Quién es Laura Fernández, la presidenta electa de Costa Rica, y cuál es su propuesta para su país

La candidata de derecha, “heredera” del presidente saliente Rodrigo Chaves, dará continuidad a las políticas de seguridad en su país, según prometió en campaña electoral.

Oficialista Fernández vota y llama a participar en "la fiesta democrática" de Costa Rica
Laura Fernández
Foto: Jeffrey Arguedas/EFE

La candidata oficialista Laura Fernández es la nueva presidenta de Costa Rica (2026-2030), tras elecciones generales ayer domingo en las que alcanzó el 49,6% de los votos, con el 69,4% del escrutinio. Para estas elecciones fueron votados 3,7 millones de costarricenses, quienes también escogieron a los 57 diputados de la Asamblea Legislativa para el periodo, tras una campaña política marcada por el asunto de la inseguridad relacionada al narcotráfico, catalogado por la población como el principal problema del país.

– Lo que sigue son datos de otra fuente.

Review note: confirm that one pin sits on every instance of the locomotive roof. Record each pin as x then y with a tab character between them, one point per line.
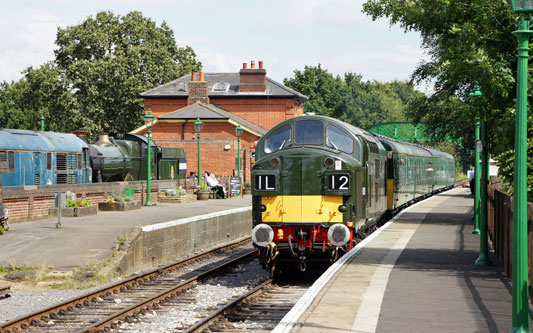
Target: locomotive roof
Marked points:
15	139
178	88
410	148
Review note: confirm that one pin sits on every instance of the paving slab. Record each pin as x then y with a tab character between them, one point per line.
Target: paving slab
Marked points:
91	239
416	275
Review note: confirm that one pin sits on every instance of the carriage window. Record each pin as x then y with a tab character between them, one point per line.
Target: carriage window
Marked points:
279	139
309	132
338	139
11	160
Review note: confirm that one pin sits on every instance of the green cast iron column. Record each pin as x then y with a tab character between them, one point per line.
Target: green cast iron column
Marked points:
483	259
199	165
477	175
239	157
520	255
149	173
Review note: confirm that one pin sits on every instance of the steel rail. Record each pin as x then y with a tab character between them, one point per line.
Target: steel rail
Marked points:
215	315
145	305
24	322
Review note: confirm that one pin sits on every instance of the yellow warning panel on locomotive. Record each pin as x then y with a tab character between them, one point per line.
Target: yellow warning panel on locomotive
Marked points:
308	209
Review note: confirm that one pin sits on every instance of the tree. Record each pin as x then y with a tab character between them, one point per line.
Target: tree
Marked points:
41	92
110	59
469	42
352	100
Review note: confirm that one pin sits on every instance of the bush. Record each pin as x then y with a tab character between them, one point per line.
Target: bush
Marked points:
203	187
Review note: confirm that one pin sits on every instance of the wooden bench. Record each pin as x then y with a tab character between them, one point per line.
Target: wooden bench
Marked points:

“Estoy muy contenta, agradecida con Dios de celebrar una elección más. Esto es una fiesta democrática donde nuestro país sale libremente a votar. Es una fiesta democrática y tenemos que agradecerle a Dios por nuestro país y por la estabilidad democrática que yo siempre voy a cuidar”, expresó Fernández ayer a los medios de comunicación al emitir su voto.

En las urnas, hubo variopinta papeleta de 20 aspirantes, en la que los favoritos eran la oficialista de derechas y exministra de Planificación Laura Fernández, la ex primera dama (2018-2022) de centroizquierda Claudia Dobles y el economista socialdemócrata Álvaro Ramos.

Laura Fernández, de 39 años, forma parte del derechista Partido Pueblo Soberano, es licenciada en Ciencias Políticas de la Universidad de Costa Rica y especializada en Políticas Públicas y Gobernabilidad Democrática. Fue ministra de Planificación y de la Presidencia del actual Gobierno de Rodrigo Chaves, y centró su campaña en buscar el triunfo en primera ronda para conseguir la continuidad del proyecto del presidente, de quien se ha denominado como la “heredera”.

Chaves, un economista de derecha, ha logrado gran popularidad por hablar en contra de “la casta política” en su país. Generó polémica ayer cuando respondió con gestos extraños a simpatizantes de la oposición que le gritaban “¡Fuera Chaves!” a las afueras de un centro de votación en Curridabat, al sureste de la capital. En videos que se viralizaron en redes sociales, Chaves aparece mandando besos y haciendo gestos raros con las manos.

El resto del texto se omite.